L'annulation de dernière minute vendredi de l'élection présidentielle controversée prévue dimanche en Haïti - pour des «raisons de sécurité» - a plongé une nouvelle fois le pays dans l'incertitude politique.

Pierre-Louis Opont, le président du conseil électoral provisoire (CEP), en charge de l'organisation des scrutins en Haïti, a justifié le report du vote, annoncé à moins de 48 heures des scrutins, par l'«ensemble d'incidents et d'actes violents sur l'ensemble des infrastructures du conseil». Il n'a donné aucune nouvelle date.

Plus d'une douzaine de bureaux électoraux ont été incendiés ou attaqués en province dans la nuit de jeudi à vendredi.

Le président du CEP a donc annoncé le report sine die des élections «pour des raisons évidentes de sécurité».

Le second tour de l'élection présidentielle et des législatives partielles étaient prévus, mais l'opposition a multiplié les manifestations pour dénoncer «un coup d'Etat électoral» fomenté par le président Michel Martelly.

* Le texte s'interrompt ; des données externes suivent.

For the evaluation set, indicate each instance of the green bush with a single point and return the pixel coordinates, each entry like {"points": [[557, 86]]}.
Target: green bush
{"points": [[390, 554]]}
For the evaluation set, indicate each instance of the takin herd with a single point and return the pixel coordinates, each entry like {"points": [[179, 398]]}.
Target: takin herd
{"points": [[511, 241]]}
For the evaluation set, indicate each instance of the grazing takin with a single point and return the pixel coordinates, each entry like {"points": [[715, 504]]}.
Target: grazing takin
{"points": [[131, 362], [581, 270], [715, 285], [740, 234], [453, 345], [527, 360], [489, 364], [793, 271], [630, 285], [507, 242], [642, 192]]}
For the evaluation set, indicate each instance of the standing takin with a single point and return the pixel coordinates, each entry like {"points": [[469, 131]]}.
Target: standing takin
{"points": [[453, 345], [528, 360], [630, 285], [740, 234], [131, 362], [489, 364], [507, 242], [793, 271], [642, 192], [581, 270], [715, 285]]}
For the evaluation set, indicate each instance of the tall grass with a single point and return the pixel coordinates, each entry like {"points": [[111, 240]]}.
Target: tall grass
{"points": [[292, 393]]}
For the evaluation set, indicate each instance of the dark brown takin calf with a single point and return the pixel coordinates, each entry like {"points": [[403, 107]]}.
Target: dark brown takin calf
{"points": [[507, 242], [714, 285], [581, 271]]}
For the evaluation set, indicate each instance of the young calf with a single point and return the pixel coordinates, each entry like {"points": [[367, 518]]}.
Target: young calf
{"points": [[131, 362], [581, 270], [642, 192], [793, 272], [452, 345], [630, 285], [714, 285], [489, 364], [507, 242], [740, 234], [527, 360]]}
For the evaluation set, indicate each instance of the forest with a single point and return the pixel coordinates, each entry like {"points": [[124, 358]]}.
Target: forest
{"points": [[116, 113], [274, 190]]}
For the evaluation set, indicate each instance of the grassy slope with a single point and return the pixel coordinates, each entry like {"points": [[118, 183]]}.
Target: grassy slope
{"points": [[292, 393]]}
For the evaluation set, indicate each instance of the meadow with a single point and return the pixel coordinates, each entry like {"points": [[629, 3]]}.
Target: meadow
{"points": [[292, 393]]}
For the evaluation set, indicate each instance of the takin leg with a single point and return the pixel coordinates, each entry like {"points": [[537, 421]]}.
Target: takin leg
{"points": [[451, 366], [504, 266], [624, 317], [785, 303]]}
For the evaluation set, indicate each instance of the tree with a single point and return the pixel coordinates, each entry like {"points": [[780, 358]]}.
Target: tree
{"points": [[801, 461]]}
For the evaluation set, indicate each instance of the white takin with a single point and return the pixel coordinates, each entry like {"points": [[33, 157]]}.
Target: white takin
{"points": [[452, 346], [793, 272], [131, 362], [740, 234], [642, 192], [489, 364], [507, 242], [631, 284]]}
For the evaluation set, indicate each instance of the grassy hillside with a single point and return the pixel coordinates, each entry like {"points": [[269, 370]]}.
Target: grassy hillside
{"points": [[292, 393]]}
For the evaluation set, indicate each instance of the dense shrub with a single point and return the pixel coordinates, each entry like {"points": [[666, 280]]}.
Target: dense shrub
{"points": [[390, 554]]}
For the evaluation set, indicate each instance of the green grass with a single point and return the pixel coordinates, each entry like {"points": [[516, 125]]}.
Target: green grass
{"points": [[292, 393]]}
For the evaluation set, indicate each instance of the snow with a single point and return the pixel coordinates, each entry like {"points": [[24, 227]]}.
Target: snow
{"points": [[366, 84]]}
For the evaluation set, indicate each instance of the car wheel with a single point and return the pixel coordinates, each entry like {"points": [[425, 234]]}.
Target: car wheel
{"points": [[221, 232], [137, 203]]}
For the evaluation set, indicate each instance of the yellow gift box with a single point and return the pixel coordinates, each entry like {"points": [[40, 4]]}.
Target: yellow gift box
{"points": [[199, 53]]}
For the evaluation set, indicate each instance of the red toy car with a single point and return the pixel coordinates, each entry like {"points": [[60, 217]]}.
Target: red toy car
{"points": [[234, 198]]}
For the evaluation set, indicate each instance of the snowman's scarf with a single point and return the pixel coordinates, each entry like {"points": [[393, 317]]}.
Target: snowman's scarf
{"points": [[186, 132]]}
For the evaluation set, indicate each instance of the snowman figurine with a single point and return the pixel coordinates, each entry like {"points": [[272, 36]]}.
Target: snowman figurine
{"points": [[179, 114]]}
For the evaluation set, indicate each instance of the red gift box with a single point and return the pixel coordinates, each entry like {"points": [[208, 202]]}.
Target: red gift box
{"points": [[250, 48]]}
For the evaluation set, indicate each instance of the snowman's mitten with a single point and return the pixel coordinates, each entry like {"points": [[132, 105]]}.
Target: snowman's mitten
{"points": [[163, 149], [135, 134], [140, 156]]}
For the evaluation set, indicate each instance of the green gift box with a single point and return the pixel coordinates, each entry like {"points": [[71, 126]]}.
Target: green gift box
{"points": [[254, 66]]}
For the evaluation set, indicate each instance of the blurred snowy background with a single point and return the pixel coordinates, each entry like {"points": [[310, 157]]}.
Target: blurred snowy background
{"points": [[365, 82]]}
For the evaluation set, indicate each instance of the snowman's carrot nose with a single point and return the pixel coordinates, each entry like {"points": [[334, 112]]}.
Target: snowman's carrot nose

Au premier tour du scrutin présidentiel le 25 octobre, le candidat du pouvoir, Jovenel Moïse, a recueilli 32,76% des voix, contre 25,29% pour Jude Célestin, qui a qualifié ces scores de «farce ridicule».

Après l'annonce de l'annulation des élections, Jude Célestin a expliqué à l'AFP qu'il considérait cela comme «une solution sage». «Tardive certes, car nous avons dépensé des sous que nous n'avions même pas, ce qui montre l'irresponsabilité de nos dirigeants. Mais mieux vaut tard que jamais» a-t-il indiqué.

Pour le candidat de l'opposition, «c'est une victoire pour la démocratie, pas seulement pour moi, car je n'étais pas le seul à combattre cette "sélection"».

Tirs à balles réelles 

M. Célestin, qui n'a pas fait campagne, avait indiqué dès lundi qu'il refusait de participer au scrutin de ce dimanche.

Aucune réaction ou commentaire du candidat du pouvoir n'a pu encore être recueillie. Son équipe de campagne a seulement précisé à l'AFP que Jovenel Moïse «est en réunion».

Les milliers de manifestants, qui avaient à nouveau pris les rues vendredi midi pour contester la tenue des scrutins, se sont réjouis à l'annonce de l'annulation, mais la liesse a été de courte durée.

Devant le siège du conseil électoral, étape prévue dans son parcours, la foule a été violemment dispersée par les policiers qui ont lancé des grenades lacrymogènes. Des tirs à balles réelles ont aussi été entendus par les journalistes de l'AFP.

La panique a alors gagné la commune de Pétionville, où se situe le siège du CEP. Une personne a été blessée par balle, trois voitures ont été incendiées et plusieurs vitrines de magasins brisées dans cette banlieue aisée de l'aire métropolitaine de Port-au-Prince.

Après un premier report des scrutins présidentiels et législatifs en raison des contestations de l'opposition, cette annulation des élections plonge à nouveau Haïti dans l'incertitude. Respecter la date constitutionnelle du 7 février pour la passation du pouvoir présidentiel semble impossible.

Le président du CEP a expliqué aux journalistes lors d'un point de presse attendre «la réaction de l'exécutif pour discuter du problème avec lui, car notre interlocuteur immédiat en matière électorale c'est l'exécutif».

Un gouvernement intérimaire pourrait prendre en charge la gestion des affaires courantes après le 7 février et organiser la tenue d'élections d'ici avril, selon les informations recueillies par l'AFP auprès de diplomates.

Le président de la République Michel Martelly devait prononcer, depuis le palais national, un discours à la nation vers 21 h GMT (16 h, heure de l'Est), mais cette allocution a été annulée sans explication.

Depuis la fin de la dictature des Duvalier en 1986, Haïti connaît une crise démocratique émaillée de coups d'État et d'élections contestées qui fragilisent le développement économique du pays, encore marqué par le terrible séisme de janvier 2010 qui a fait plus de 200 000 morts.